APSUSM’s chairperson, Anselmo Muchave, told a press conference that his organisation will down tools unless government meets with its demands, namely improved wages and working conditions – the strike is to last 25 days, which can be extended if need be.
This follows in the heels of an 18-day strike by doctors in 2022, who were also demanding improved working conditions and wages. The doctors felt they were short-changed in government’s attempts to implement the Single Wage Table (TSU), passed in December 2021.
The TSU is an attempt to create a single payroll system out of 108 different wage tables and a whole range of supplements and subsidies.
On Tuesday, country’s parliament, the Assembly of Republic, turned down government’s proposal to revise the law implementing the TSU, by scaling down their salaries from $4,024 to $2,729, and submitted their counter-proposal.

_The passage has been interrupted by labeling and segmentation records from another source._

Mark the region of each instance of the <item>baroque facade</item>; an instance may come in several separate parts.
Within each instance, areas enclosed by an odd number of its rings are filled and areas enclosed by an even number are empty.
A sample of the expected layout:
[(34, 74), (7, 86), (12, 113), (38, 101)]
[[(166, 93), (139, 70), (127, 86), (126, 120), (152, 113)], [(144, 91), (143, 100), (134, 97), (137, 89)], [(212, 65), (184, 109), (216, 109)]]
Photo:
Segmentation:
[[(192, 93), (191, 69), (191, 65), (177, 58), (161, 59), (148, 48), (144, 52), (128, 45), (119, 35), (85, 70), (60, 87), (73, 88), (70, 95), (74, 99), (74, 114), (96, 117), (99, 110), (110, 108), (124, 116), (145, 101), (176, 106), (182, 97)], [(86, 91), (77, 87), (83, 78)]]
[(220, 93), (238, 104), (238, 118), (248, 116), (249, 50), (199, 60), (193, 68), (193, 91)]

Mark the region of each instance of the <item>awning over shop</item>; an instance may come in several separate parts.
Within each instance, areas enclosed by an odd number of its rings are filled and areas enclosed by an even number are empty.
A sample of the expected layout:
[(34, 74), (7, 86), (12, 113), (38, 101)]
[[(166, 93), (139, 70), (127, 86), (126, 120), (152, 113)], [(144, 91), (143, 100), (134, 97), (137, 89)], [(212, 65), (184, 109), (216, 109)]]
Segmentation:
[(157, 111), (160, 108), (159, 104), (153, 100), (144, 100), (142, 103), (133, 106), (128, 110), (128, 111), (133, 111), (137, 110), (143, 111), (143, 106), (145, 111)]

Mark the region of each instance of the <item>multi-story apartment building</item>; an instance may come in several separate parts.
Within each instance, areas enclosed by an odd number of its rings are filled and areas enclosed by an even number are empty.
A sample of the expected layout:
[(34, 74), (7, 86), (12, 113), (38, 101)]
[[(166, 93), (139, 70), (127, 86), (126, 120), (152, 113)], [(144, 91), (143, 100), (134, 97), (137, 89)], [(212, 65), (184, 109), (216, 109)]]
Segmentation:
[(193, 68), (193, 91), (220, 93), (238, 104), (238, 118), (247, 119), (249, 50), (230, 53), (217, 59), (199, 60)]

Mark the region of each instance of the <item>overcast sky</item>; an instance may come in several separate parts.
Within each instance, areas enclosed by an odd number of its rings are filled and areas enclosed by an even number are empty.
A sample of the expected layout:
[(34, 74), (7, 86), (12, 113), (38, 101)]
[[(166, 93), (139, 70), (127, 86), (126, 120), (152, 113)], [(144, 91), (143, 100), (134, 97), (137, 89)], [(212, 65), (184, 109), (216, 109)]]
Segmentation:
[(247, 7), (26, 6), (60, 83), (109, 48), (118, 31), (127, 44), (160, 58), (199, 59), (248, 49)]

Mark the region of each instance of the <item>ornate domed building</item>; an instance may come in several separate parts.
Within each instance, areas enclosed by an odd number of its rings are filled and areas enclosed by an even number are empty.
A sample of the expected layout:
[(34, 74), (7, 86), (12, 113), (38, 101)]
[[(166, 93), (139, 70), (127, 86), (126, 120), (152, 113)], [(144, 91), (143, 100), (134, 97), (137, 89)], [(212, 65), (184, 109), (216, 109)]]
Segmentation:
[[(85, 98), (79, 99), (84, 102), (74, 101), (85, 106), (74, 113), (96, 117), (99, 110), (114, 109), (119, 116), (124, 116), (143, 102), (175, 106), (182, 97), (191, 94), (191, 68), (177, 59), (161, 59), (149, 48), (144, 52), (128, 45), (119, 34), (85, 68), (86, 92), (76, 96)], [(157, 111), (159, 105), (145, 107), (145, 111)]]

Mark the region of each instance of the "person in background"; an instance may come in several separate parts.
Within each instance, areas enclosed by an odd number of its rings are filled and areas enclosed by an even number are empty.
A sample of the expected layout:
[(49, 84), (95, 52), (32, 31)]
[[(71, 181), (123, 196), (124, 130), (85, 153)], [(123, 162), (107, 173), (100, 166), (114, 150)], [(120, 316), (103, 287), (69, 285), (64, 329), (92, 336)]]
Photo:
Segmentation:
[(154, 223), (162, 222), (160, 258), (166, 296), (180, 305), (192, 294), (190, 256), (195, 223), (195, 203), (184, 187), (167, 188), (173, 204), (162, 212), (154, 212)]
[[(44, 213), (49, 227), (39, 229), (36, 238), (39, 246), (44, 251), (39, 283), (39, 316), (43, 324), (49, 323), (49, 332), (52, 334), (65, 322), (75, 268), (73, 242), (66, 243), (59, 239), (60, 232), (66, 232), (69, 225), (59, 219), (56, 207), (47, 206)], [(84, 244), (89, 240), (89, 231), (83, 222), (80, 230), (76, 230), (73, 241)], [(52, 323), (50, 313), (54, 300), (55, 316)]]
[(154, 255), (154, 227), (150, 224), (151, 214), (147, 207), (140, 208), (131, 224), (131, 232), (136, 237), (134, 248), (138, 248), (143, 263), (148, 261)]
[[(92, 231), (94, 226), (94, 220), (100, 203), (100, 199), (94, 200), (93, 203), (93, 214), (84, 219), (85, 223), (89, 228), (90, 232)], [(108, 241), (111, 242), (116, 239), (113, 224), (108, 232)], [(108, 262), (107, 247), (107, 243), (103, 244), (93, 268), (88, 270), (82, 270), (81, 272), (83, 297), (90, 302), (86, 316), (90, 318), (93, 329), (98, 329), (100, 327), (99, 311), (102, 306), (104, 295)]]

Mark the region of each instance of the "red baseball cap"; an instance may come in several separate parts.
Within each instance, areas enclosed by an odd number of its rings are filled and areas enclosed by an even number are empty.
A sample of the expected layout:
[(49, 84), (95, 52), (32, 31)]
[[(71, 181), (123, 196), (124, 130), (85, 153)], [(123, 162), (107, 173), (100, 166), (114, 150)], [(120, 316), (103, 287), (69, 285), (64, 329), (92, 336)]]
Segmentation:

Basically, the implementation of the TSU was chaotic, which led to lots of complaints and critically, increased the civil service payroll. Consequently, government is now trying to clean up its mess. A source inside the Finance and Economy ministry, said that the whole idea was that no one could earn more than the president, turning the system a sort of Nyusi’s reign and himself a type of a king.
Unfortunately, chaotic describes Mozambique’s President Filipe Nyusi’s tenure at the helm of the country. Nyusi’s campaign slogan was “Eu Confio em ti, Nyusi (I Trust You, Nyusi)”, but do Mozambicans still have reasons to trust him?
With less than two years left in his second and final term in the office, Nyusi cannot claim to be a happy man – almost all his ideas or big projects have not yielded the desired outcome.
Nyusi promised Mozambicans a hospital, a bank, a court and a jail in each of the country’s 154 districts. This is yet to come to pass. A big agricultural project named “Sustenta”, which was hailed as transformative and with potential to revolutionise the country’s agriculture, is slowly fading into obscurity – “Sustenta” had the backing of the World Bank, which is now saying that it does not support it.
He brought into his government business-people who lack the political tact to create conditions for Mozambicans to thrive. Meanwhile, suspicions abound that some of these ministers are helping him to line his pockets to buy political support from the ruling Frelimo party’s provincial secretaries, who drive the narrative that he is the best thing that has ever happened to Mozambique.
Seemingly, some of Mozambican traditional donors have caught up with him and they are not financing the budget as much as they should. Even corporations such as the French oil giant, TotalEnergies, have chosen to manage their corporate responsibility funds rather than channel them through a state entity.
His steering of the insurgency war in the northern Cabo Delgado province has been baffling. For reasons still not clear, Nyusi decided to form a strange pact with Rwanda’s Paul Kagame to provide him with the troops to fight off the insurgents – at least, he can claim that the insurgency is now a spent force. And as an afterthought, he allowed help from the region.
Frelimo observers say that the party is no longer as cohesive as it used to be before, with lots of decisions being imposed on the members, eschewed party tradition of careful deliberation. Perhaps, Nyusi’s comrades are regretting the day they placed their trust on him. Do they trust him as well?